17. Rasa Tidak Sabar

1.1K 138 9
                                    

USTADZ HARUSKAH AKU MELAMARMU

A spritual story by
Dwinda Darapati

.
.
.
.
Selama membaca

***

Hujan masih terus mengguyur ibukota dengan deras, air yang jatuh pada atap rumah menimbulkan suara bising yang memekakkan telinga. Berulang kali gadis bermata indah itu mengulang bacaannya akan tetapi sama sekali tidak masuk ke dalam otak.

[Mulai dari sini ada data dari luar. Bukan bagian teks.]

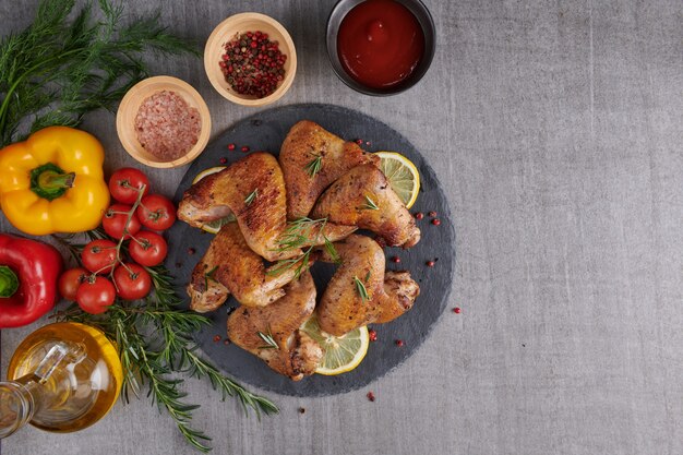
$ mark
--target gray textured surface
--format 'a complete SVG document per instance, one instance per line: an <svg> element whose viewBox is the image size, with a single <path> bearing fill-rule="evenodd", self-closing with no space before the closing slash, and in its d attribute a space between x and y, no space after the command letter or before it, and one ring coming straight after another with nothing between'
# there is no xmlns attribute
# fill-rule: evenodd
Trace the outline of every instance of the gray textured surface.
<svg viewBox="0 0 683 455"><path fill-rule="evenodd" d="M143 12L161 1L128 3ZM214 453L683 453L680 0L428 0L433 67L382 99L333 76L323 47L331 0L164 3L164 19L201 40L235 12L280 20L300 67L279 105L344 105L400 131L445 183L458 232L452 298L463 314L444 314L415 356L372 385L375 403L368 390L275 396L281 415L257 422L192 382ZM0 31L32 10L3 0ZM158 68L205 96L215 134L253 112L215 95L199 61ZM86 127L108 145L109 168L132 163L112 117ZM151 175L171 194L182 172ZM3 372L27 332L2 332ZM79 434L26 429L2 442L3 455L52 453L191 451L144 402Z"/></svg>

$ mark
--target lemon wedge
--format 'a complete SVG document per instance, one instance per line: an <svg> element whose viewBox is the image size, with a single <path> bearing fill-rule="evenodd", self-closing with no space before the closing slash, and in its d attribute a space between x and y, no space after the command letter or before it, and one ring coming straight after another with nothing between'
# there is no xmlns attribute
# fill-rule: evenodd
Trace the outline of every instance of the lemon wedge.
<svg viewBox="0 0 683 455"><path fill-rule="evenodd" d="M333 376L347 373L358 367L368 354L370 346L368 327L356 328L344 336L333 336L321 331L317 319L313 315L301 330L315 339L325 351L321 366L315 370L317 374Z"/></svg>
<svg viewBox="0 0 683 455"><path fill-rule="evenodd" d="M396 152L376 152L381 159L380 169L386 176L392 189L410 208L420 192L420 172L411 160Z"/></svg>

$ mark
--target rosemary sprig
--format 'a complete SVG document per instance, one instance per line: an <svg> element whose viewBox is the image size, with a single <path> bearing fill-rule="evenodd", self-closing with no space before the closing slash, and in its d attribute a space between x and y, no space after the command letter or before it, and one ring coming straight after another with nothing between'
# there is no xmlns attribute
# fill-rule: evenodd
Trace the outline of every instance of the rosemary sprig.
<svg viewBox="0 0 683 455"><path fill-rule="evenodd" d="M98 236L97 232L87 234L88 238ZM56 238L79 258L83 247L75 242L75 237ZM214 390L220 390L224 399L236 397L245 412L252 409L257 417L278 412L271 400L224 376L197 355L193 334L209 325L211 321L202 314L178 308L181 299L165 266L145 268L154 286L154 292L145 300L117 301L106 313L98 315L85 313L72 304L53 315L59 321L96 326L116 342L124 376L122 399L128 402L131 393L140 397L146 386L153 403L166 409L180 433L201 452L211 451L207 445L211 438L191 426L192 411L199 406L185 402L187 395L181 390L182 374L207 378Z"/></svg>
<svg viewBox="0 0 683 455"><path fill-rule="evenodd" d="M315 175L320 172L320 170L323 167L323 156L315 155L315 154L311 154L311 155L313 155L314 158L311 159L308 165L305 165L305 170L307 172L309 172L310 177L315 177Z"/></svg>
<svg viewBox="0 0 683 455"><path fill-rule="evenodd" d="M257 195L259 195L259 189L256 188L254 191L249 193L247 197L244 197L244 205L250 206L251 203L254 202Z"/></svg>
<svg viewBox="0 0 683 455"><path fill-rule="evenodd" d="M279 346L273 338L273 334L271 333L271 327L268 327L268 333L264 334L263 332L256 332L261 339L265 342L265 346L261 346L259 349L279 349Z"/></svg>
<svg viewBox="0 0 683 455"><path fill-rule="evenodd" d="M361 282L357 276L354 276L354 283L356 283L356 290L358 291L360 299L363 302L370 300L370 298L368 297L368 289L366 289L366 285L363 284L363 282Z"/></svg>
<svg viewBox="0 0 683 455"><path fill-rule="evenodd" d="M123 21L122 3L41 0L34 22L0 41L0 146L41 128L75 127L87 112L113 111L125 92L146 77L143 60L190 52L195 44L159 25L159 14ZM21 131L20 131L21 129Z"/></svg>
<svg viewBox="0 0 683 455"><path fill-rule="evenodd" d="M378 204L374 203L373 200L370 199L369 195L366 194L366 203L363 205L360 206L360 208L364 208L368 211L379 211L380 207L378 207Z"/></svg>

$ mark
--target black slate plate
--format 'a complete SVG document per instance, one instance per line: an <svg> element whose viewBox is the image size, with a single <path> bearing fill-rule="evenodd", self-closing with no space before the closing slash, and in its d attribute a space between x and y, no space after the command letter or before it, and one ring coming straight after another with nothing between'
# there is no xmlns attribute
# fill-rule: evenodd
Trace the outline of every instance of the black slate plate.
<svg viewBox="0 0 683 455"><path fill-rule="evenodd" d="M387 248L387 268L409 270L414 279L420 284L420 296L412 310L402 318L382 325L374 325L378 332L378 342L371 343L368 356L354 371L337 376L313 375L300 382L292 382L268 369L255 356L233 345L224 345L226 336L226 320L228 309L237 302L230 298L227 306L208 314L214 324L196 334L196 340L203 351L229 375L252 385L296 396L334 395L360 388L375 379L386 374L408 358L424 342L432 325L443 313L451 290L451 280L455 265L455 232L451 223L451 213L443 191L436 181L433 170L424 161L420 153L400 134L386 124L355 110L331 105L293 105L266 110L247 118L224 132L209 144L204 153L194 160L178 191L176 203L182 193L190 187L192 179L203 169L220 166L220 158L233 163L244 156L240 152L242 145L251 151L279 152L280 144L292 124L308 119L317 122L326 130L346 139L361 137L370 141L363 144L368 151L397 151L407 156L420 171L421 192L411 212L424 213L424 218L418 221L422 230L422 240L410 250ZM236 144L233 152L229 152L228 144ZM428 212L435 211L441 219L441 226L430 223ZM184 223L177 223L169 231L171 247L167 265L176 277L179 294L187 296L184 286L189 282L192 268L199 262L213 236L200 229L192 228ZM189 254L194 251L194 254ZM388 261L388 258L398 255L400 264ZM434 267L427 267L427 261L435 261ZM334 273L334 267L327 264L314 264L313 278L319 296L322 295L325 284ZM189 299L185 301L185 304ZM221 340L215 342L218 335ZM396 339L404 342L403 347L395 344Z"/></svg>

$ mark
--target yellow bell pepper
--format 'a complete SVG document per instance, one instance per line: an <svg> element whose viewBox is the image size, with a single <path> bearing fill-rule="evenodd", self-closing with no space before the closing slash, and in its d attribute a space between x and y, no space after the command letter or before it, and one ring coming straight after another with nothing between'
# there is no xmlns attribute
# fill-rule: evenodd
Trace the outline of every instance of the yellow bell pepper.
<svg viewBox="0 0 683 455"><path fill-rule="evenodd" d="M109 205L104 160L92 134L68 127L37 131L0 151L0 207L33 236L94 229Z"/></svg>

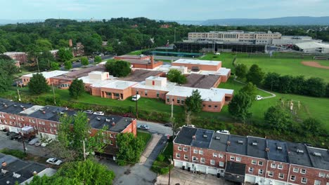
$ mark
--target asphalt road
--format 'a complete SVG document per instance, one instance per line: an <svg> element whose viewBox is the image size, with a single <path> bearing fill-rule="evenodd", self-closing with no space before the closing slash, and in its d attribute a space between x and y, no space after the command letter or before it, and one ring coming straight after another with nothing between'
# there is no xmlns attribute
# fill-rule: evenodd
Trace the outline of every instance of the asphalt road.
<svg viewBox="0 0 329 185"><path fill-rule="evenodd" d="M164 135L172 135L172 128L165 127L164 124L137 120L137 126L140 125L147 125L150 127L148 130L151 133L159 133Z"/></svg>

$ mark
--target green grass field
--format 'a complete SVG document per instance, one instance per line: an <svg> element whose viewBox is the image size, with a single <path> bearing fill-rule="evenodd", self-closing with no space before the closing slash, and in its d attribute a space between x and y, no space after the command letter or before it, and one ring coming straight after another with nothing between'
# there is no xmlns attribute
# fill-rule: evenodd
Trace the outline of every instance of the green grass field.
<svg viewBox="0 0 329 185"><path fill-rule="evenodd" d="M236 62L246 64L248 67L257 64L265 72L276 72L281 75L304 75L305 78L319 77L329 82L329 69L304 66L302 59L270 59L270 58L237 58ZM329 62L318 61L323 65L329 65Z"/></svg>

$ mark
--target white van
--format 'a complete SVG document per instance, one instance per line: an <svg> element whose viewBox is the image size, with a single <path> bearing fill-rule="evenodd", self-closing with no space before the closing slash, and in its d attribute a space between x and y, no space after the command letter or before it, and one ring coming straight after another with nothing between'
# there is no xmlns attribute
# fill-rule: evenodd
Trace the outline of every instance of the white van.
<svg viewBox="0 0 329 185"><path fill-rule="evenodd" d="M131 101L136 102L136 101L138 100L139 98L141 98L140 95L134 95L134 96L132 96Z"/></svg>

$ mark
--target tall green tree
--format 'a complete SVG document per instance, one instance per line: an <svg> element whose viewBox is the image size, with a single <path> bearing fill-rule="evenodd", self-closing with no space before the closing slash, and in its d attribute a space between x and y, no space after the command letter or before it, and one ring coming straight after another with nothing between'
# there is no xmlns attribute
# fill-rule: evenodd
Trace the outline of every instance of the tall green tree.
<svg viewBox="0 0 329 185"><path fill-rule="evenodd" d="M141 137L135 137L132 133L117 135L117 145L119 148L116 158L117 164L125 165L138 163L145 144Z"/></svg>
<svg viewBox="0 0 329 185"><path fill-rule="evenodd" d="M105 67L110 74L115 77L127 76L131 72L130 63L123 60L109 60L106 62Z"/></svg>
<svg viewBox="0 0 329 185"><path fill-rule="evenodd" d="M238 64L236 67L236 76L239 78L244 78L247 75L247 72L248 71L248 68L244 64Z"/></svg>
<svg viewBox="0 0 329 185"><path fill-rule="evenodd" d="M81 64L84 66L86 66L89 64L89 61L86 57L83 57L81 58Z"/></svg>
<svg viewBox="0 0 329 185"><path fill-rule="evenodd" d="M70 96L73 98L78 98L84 92L84 84L82 80L75 78L71 83L69 88Z"/></svg>
<svg viewBox="0 0 329 185"><path fill-rule="evenodd" d="M269 107L265 113L264 120L267 127L278 131L287 130L292 124L291 114L278 106Z"/></svg>
<svg viewBox="0 0 329 185"><path fill-rule="evenodd" d="M245 123L252 115L249 109L252 105L250 95L240 92L234 95L228 104L228 113L233 118Z"/></svg>
<svg viewBox="0 0 329 185"><path fill-rule="evenodd" d="M32 77L30 79L29 83L27 83L27 87L29 88L30 92L33 95L40 95L50 90L47 81L40 73L34 74L32 75Z"/></svg>
<svg viewBox="0 0 329 185"><path fill-rule="evenodd" d="M184 84L186 83L186 77L177 69L170 69L167 74L167 78L169 81Z"/></svg>
<svg viewBox="0 0 329 185"><path fill-rule="evenodd" d="M60 48L57 52L57 55L58 56L58 60L60 62L65 62L73 58L72 51L65 48Z"/></svg>
<svg viewBox="0 0 329 185"><path fill-rule="evenodd" d="M246 75L247 81L259 86L264 79L265 73L257 64L252 64Z"/></svg>

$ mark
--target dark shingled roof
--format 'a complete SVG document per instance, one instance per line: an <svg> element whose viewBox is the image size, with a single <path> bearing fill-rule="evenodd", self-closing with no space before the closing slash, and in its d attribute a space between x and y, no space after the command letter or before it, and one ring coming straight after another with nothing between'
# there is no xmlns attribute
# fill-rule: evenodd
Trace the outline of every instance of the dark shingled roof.
<svg viewBox="0 0 329 185"><path fill-rule="evenodd" d="M161 71L150 71L145 69L137 69L134 71L128 76L124 78L119 78L122 81L141 82L150 76L155 76L162 74Z"/></svg>
<svg viewBox="0 0 329 185"><path fill-rule="evenodd" d="M209 89L213 88L216 82L220 80L221 76L219 75L202 75L191 74L188 75L186 78L187 83L182 84L182 86Z"/></svg>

Cahaya adalah tipikal pelajar yang menyukai ketenangan dalam belajar. Jika tidak, percuma karena semua itu tidak akan bisa disimpan di dalam otaknya. Padahal besok adalah penilaian harian Sosiologi yang merupakan analisa.

Rafiah membuka pintu kamar, dia mengantarkan segelas susu putih untuk cucu satu-satunya itu. Membawa dengan pelan, lalu duduk disampingnya.

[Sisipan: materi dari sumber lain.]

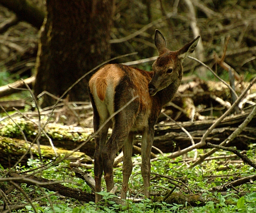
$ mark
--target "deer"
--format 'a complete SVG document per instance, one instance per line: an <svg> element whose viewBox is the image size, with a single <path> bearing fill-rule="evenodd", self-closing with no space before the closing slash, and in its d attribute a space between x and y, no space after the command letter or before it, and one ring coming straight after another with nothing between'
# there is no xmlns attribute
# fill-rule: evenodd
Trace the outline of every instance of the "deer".
<svg viewBox="0 0 256 213"><path fill-rule="evenodd" d="M150 196L150 155L154 137L154 125L163 106L174 97L183 75L184 59L195 50L200 38L197 37L179 50L171 51L165 39L155 30L155 44L159 56L147 71L122 64L104 65L88 83L94 116L94 132L106 123L95 136L94 174L95 203L101 196L101 177L104 171L107 190L114 187L113 163L117 153L123 153L123 180L121 199L126 199L128 180L133 168L133 140L141 134L141 163L144 195ZM133 97L137 97L126 107ZM122 109L118 113L115 112ZM109 128L112 132L107 140Z"/></svg>

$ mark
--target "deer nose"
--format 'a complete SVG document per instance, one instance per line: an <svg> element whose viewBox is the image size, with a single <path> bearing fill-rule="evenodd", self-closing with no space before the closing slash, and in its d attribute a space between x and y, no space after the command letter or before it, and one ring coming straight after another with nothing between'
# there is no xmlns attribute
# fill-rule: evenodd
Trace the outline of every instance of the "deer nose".
<svg viewBox="0 0 256 213"><path fill-rule="evenodd" d="M151 83L148 84L148 92L150 96L154 95L155 93L155 87Z"/></svg>

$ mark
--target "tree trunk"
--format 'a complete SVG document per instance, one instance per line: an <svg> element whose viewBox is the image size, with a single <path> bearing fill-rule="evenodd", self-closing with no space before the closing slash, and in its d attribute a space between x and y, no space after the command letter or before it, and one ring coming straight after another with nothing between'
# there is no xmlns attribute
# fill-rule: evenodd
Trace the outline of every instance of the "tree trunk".
<svg viewBox="0 0 256 213"><path fill-rule="evenodd" d="M114 0L47 1L36 65L34 94L60 97L88 71L109 59ZM71 101L88 99L84 77L68 92ZM55 100L43 97L42 107Z"/></svg>

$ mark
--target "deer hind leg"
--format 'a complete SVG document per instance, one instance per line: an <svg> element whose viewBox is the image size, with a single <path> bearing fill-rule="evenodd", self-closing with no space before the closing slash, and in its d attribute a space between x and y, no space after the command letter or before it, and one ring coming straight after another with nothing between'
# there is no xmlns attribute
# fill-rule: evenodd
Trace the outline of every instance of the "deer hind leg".
<svg viewBox="0 0 256 213"><path fill-rule="evenodd" d="M127 141L125 142L122 148L123 153L123 183L122 184L122 191L121 192L121 199L126 199L126 193L128 181L133 170L133 163L132 161L132 154L133 149L133 141L134 134L130 133Z"/></svg>
<svg viewBox="0 0 256 213"><path fill-rule="evenodd" d="M135 117L135 116L129 114L128 110L126 109L125 108L115 116L112 134L101 151L101 158L108 192L109 192L114 186L113 163L115 154L127 140Z"/></svg>
<svg viewBox="0 0 256 213"><path fill-rule="evenodd" d="M109 124L106 124L95 137L95 148L94 154L94 175L95 180L95 192L101 191L101 177L103 173L102 159L101 153L107 140ZM94 130L96 131L97 130ZM103 160L104 161L104 159ZM95 203L101 199L101 196L95 194Z"/></svg>
<svg viewBox="0 0 256 213"><path fill-rule="evenodd" d="M150 196L149 186L150 176L150 155L154 141L154 127L148 127L142 134L141 139L141 169L143 180L144 194L147 198Z"/></svg>
<svg viewBox="0 0 256 213"><path fill-rule="evenodd" d="M103 123L104 122L107 120L109 116L109 113L108 112L107 108L103 104L101 105L101 108L104 110L105 114L101 113L101 116L99 114L98 111L96 107L94 100L93 97L90 93L91 101L93 103L93 107L94 110L94 132L96 132L101 126ZM105 109L104 109L105 108ZM94 154L94 174L95 185L95 203L98 202L101 198L101 195L97 194L96 193L100 192L101 191L101 177L103 173L103 165L102 159L101 155L101 150L104 147L107 137L108 136L108 131L111 125L111 122L108 122L102 129L99 131L98 134L95 136L95 152Z"/></svg>

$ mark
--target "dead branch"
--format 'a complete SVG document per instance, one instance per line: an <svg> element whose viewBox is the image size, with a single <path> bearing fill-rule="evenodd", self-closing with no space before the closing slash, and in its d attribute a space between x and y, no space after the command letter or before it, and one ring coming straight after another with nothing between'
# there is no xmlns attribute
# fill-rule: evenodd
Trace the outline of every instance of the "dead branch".
<svg viewBox="0 0 256 213"><path fill-rule="evenodd" d="M84 192L80 189L76 189L65 187L60 183L49 181L45 178L38 178L31 175L25 178L23 175L11 172L9 178L0 178L0 181L10 181L18 183L27 183L28 185L40 186L51 191L57 192L60 194L65 197L74 198L78 200L86 202L93 201L95 198L94 194Z"/></svg>
<svg viewBox="0 0 256 213"><path fill-rule="evenodd" d="M214 187L209 191L215 192L225 192L229 188L233 188L233 187L238 187L247 183L251 183L256 181L256 174L248 176L244 178L240 178L231 182L227 183L223 186L217 187Z"/></svg>
<svg viewBox="0 0 256 213"><path fill-rule="evenodd" d="M26 0L0 0L0 4L13 11L21 20L40 29L43 24L45 13Z"/></svg>
<svg viewBox="0 0 256 213"><path fill-rule="evenodd" d="M26 88L24 83L32 86L32 84L34 82L35 78L35 77L33 76L23 80L19 80L14 83L0 87L0 97L4 97L17 92L19 91L18 90L19 89Z"/></svg>
<svg viewBox="0 0 256 213"><path fill-rule="evenodd" d="M246 155L242 154L236 149L229 147L225 147L222 146L220 146L219 145L212 144L210 143L207 143L207 146L209 147L210 147L211 148L216 148L218 149L221 149L223 150L232 152L236 155L238 157L239 157L243 160L243 161L244 162L244 163L247 163L251 167L253 167L255 169L256 169L256 164L254 163L248 158Z"/></svg>
<svg viewBox="0 0 256 213"><path fill-rule="evenodd" d="M221 142L220 144L220 145L227 146L229 143L236 137L241 133L242 131L243 131L245 127L247 126L248 123L250 121L251 121L252 118L255 116L255 115L256 115L256 107L254 107L253 110L251 112L250 114L248 116L247 116L243 122L238 127L238 128L234 132L233 132L233 133L230 135L228 138L225 140L223 142ZM207 153L204 155L203 156L201 156L200 159L192 165L191 167L194 167L196 165L201 163L206 157L209 156L216 151L217 149L214 148L211 151L208 152Z"/></svg>

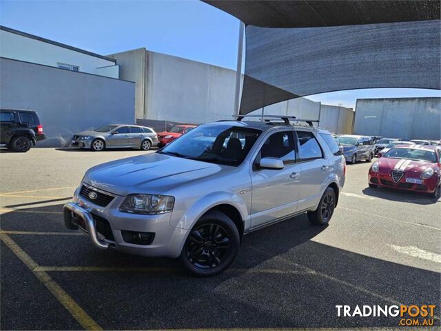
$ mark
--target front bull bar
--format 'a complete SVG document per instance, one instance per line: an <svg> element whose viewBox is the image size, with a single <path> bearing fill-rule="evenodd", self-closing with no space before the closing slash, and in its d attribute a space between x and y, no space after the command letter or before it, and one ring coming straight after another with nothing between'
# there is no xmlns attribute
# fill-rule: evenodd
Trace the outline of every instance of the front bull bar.
<svg viewBox="0 0 441 331"><path fill-rule="evenodd" d="M88 231L88 235L92 243L100 250L107 250L109 244L105 241L101 241L96 236L96 229L95 228L95 222L94 219L88 210L81 207L78 203L69 202L64 205L63 208L64 215L64 224L66 228L70 230L78 230L79 225L72 221L72 213L83 219L85 224L85 230Z"/></svg>

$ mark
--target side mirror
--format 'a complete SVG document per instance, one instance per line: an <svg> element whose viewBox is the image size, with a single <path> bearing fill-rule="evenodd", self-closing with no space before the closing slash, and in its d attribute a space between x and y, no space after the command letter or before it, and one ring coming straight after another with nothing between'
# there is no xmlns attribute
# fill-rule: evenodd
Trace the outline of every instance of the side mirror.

"Udah hampir jam sembilan, belum tidur?" tanya Rafiah. Tidak biasanya Cahaya begini.

"Udah mau tidur, Nek. Tapi belum hafal," tutur Cahaya dengan tampang memelas. "Nenek bawa susu buat siapa?"

"Buat kamu, lah. Buat siapa lagi?" Rafiah terkekeh dibuatnya. Ada-ada saja Cahaya, kalau bukan untuknya mengapa dibawa kemari?

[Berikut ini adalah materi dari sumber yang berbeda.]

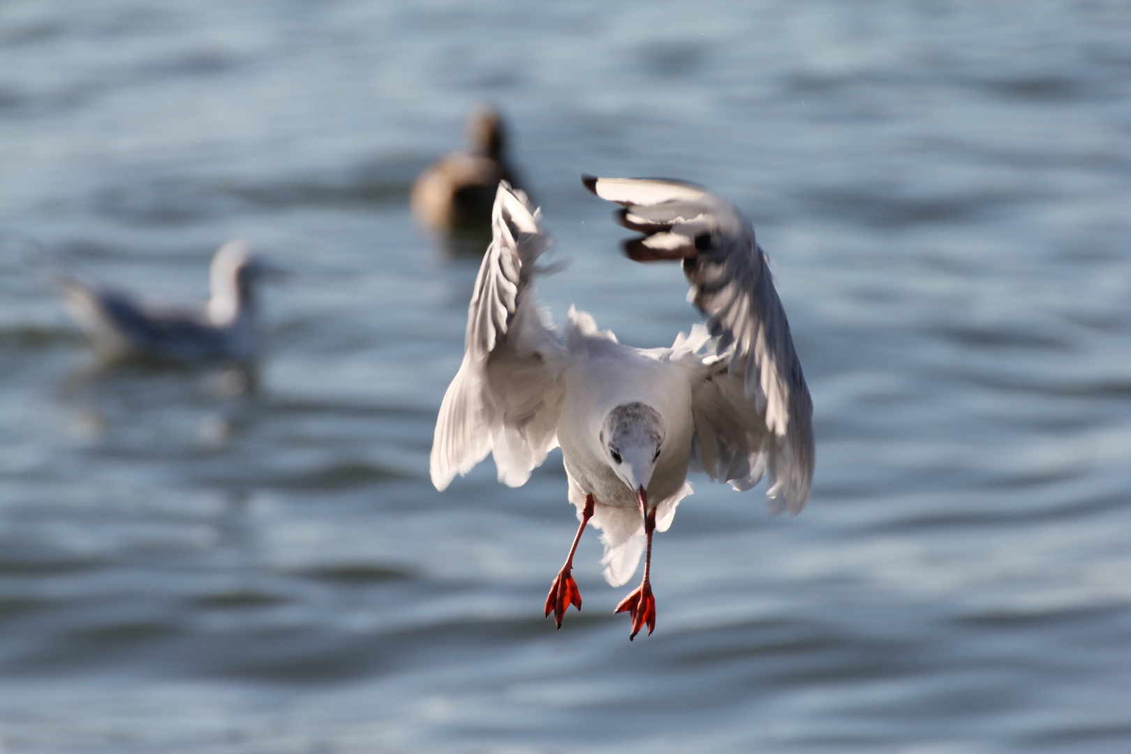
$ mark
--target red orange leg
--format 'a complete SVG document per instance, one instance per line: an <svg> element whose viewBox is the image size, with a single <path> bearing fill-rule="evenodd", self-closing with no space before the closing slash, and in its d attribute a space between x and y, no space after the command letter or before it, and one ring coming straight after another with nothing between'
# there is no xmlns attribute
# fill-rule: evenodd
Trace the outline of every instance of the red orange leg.
<svg viewBox="0 0 1131 754"><path fill-rule="evenodd" d="M577 528L573 545L569 548L569 557L566 558L566 565L562 566L562 570L550 582L550 593L546 596L546 617L549 618L550 614L553 613L554 623L558 624L559 630L562 627L562 618L566 616L567 607L572 605L577 609L581 609L581 592L578 591L577 582L570 575L570 571L573 570L573 553L577 551L577 543L581 541L585 525L593 518L593 495L586 495L585 510L581 511L581 525Z"/></svg>
<svg viewBox="0 0 1131 754"><path fill-rule="evenodd" d="M632 633L629 634L629 641L636 639L636 635L640 633L640 629L645 625L648 626L649 635L651 635L653 630L656 627L656 598L651 596L651 581L649 580L651 575L651 532L655 530L656 509L654 508L645 513L644 517L644 532L648 537L648 549L644 561L644 580L637 587L636 591L622 599L613 612L616 614L628 610L629 616L632 618Z"/></svg>

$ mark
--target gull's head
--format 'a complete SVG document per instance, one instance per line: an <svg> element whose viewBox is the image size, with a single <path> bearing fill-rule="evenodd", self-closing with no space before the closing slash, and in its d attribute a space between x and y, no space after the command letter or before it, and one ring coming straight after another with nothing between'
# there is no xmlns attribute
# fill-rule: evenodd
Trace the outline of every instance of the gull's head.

"Serius, Nek?" Mata indah itu berkedip pelan, senyuman khas miliknya terpancar dari wajah cantiknya.

Rafiah mengangguk pelan, namun terkejut dengan reaksi Cahaya yang tidak dia bayangkan. Yang wanita paruh baya itu bayangkan adalah ucapan terima kasih dan pelukan hangat, akan tetapi yang didapatkan adalah sebuah isakan kecil.

"Aya ... kenapa? Kamu ga suka?" tanya Rafiah.

"Pertama kalinya nenek nganter susu buat Aya, Aya merasa bunda kembali ada," jawab gadis itu bersamaan dengan air matanya yang jatuh membasahi pipi putihnya.

"Aya ...," panggil Rafiah. Segera dipeluknya cucu kesayangannya itu dan mengusap punggung Cahaya dengan pelan. Rafiah tahu, Cahaya pasti sangat merindukan kasih sayang seorang ibu, dia pasti merindukan momen-momen seperti itu.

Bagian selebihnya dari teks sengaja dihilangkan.